A ces gens qui nous répètent à longueur d’émissions et de colonnes que leur non est un oui déguisé et qu’ils ne refusent l’Europe que pour mieux l’embrasser et adorer, à ces providentialistes à la petite semaine qui jouent sur les vieux réflexes, non seulement de la peur, mais du progressisme spontané qui nous a si longtemps tenu lieu d’espérance, il faudrait pouvoir annoncer la nouvelle : « ne vous retournez pas, camarades ! l’avenir progressiste est passé, pour de bon, derrière vous ! ».
Où ai-je lu que la façon d’entrer dans une époque compte moins que la façon d’en sortir ? Peut-être Morand.

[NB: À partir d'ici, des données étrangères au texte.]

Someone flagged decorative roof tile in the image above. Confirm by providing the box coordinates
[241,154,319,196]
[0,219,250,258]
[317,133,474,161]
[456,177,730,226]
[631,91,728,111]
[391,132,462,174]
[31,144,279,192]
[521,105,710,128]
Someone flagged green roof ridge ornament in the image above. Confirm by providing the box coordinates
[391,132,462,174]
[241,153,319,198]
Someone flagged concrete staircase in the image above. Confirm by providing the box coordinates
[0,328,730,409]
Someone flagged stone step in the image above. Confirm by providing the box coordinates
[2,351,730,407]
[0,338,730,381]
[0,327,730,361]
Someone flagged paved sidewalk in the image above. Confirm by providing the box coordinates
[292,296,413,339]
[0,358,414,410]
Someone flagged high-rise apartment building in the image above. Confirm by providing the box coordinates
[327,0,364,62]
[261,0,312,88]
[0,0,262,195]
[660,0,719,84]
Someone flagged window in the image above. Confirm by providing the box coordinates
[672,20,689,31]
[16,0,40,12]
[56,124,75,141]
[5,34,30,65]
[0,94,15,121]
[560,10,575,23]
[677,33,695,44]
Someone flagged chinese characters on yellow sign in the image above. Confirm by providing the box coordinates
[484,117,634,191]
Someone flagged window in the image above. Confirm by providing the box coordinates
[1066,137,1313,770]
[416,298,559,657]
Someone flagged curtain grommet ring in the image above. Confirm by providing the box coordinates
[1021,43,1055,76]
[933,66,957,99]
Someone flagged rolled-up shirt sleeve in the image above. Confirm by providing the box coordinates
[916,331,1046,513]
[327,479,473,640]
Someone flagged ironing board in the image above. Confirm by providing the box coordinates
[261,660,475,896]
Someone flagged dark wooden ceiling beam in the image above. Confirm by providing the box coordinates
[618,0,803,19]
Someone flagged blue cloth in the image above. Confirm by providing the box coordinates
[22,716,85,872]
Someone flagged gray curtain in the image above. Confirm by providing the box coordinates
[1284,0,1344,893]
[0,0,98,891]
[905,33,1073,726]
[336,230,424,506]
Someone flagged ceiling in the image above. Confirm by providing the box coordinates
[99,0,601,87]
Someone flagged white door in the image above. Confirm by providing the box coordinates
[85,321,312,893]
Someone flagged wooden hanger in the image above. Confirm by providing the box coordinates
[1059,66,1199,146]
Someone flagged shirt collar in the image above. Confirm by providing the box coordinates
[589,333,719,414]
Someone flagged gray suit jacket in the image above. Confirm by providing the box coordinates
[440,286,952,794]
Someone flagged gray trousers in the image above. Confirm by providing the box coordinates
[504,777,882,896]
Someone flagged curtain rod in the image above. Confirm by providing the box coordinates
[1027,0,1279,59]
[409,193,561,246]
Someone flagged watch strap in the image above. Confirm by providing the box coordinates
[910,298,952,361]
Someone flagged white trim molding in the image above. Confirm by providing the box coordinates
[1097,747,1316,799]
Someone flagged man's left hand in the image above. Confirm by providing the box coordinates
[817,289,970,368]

Mes amis ont-ils perdu la tête ? Prendre la défense de Sébastien quand c’est Sébastien, et non plus Kader et David, que l’on agresse, très bien. Dire et répéter qu’un casseur reste un casseur quelle que soit la couleur de sa peau et quel que soit, surtout, le « malaise social » qu’il invoque, bravo. Mais de là à parler de « racisme », de là à réamorcer cette bombe sémantique qu’est la notion de « racisme anti-Blanc », de là à jouer avec des mots graves, lourds de sens et de sang, chargés de la douleur des siècles, il y a un pas dont je ne comprends pas qu’ils aient pu si allégrement le franchir. Une ratonnade est une ratonnade. Ce sont des hommes et des femmes concrets, concrètement torturés, assassinés, lynchés. C’est tout un appareillage policier, politique, philosophique, scientifique, qui s’appelle, en effet, le racisme et qui débouche sur des meurtres réels qui furent, parfois, des meurtres de masse. Confondre ceci et cela, mélanger la tradition du lynchage et une manif qui tourne mal, penser sous le même mot le tabassage odieux de « Sébastien » et les centaines de morts en pleine guerre d’Algérie, du 17 octobre 1961, amalgamer enfin francophobie et judéophobie en venant, comme Finkielkraut, nous raconter que la première « se répand » comme la seconde et ne « s’en distingue pas », tout cela est ahurissant et relève, dans le meilleur des cas, de la confusion intellectuelle. Attention, oui, amis. Renoncer à bien nommer les choses, c’est, vous le savez aussi bien que moi, ajouter au mal en ce monde. Galvauder les noms de la souffrance, c’est profaner la mémoire des victimes d’hier et se rendre impuissant à secourir celles d’aujourd’hui.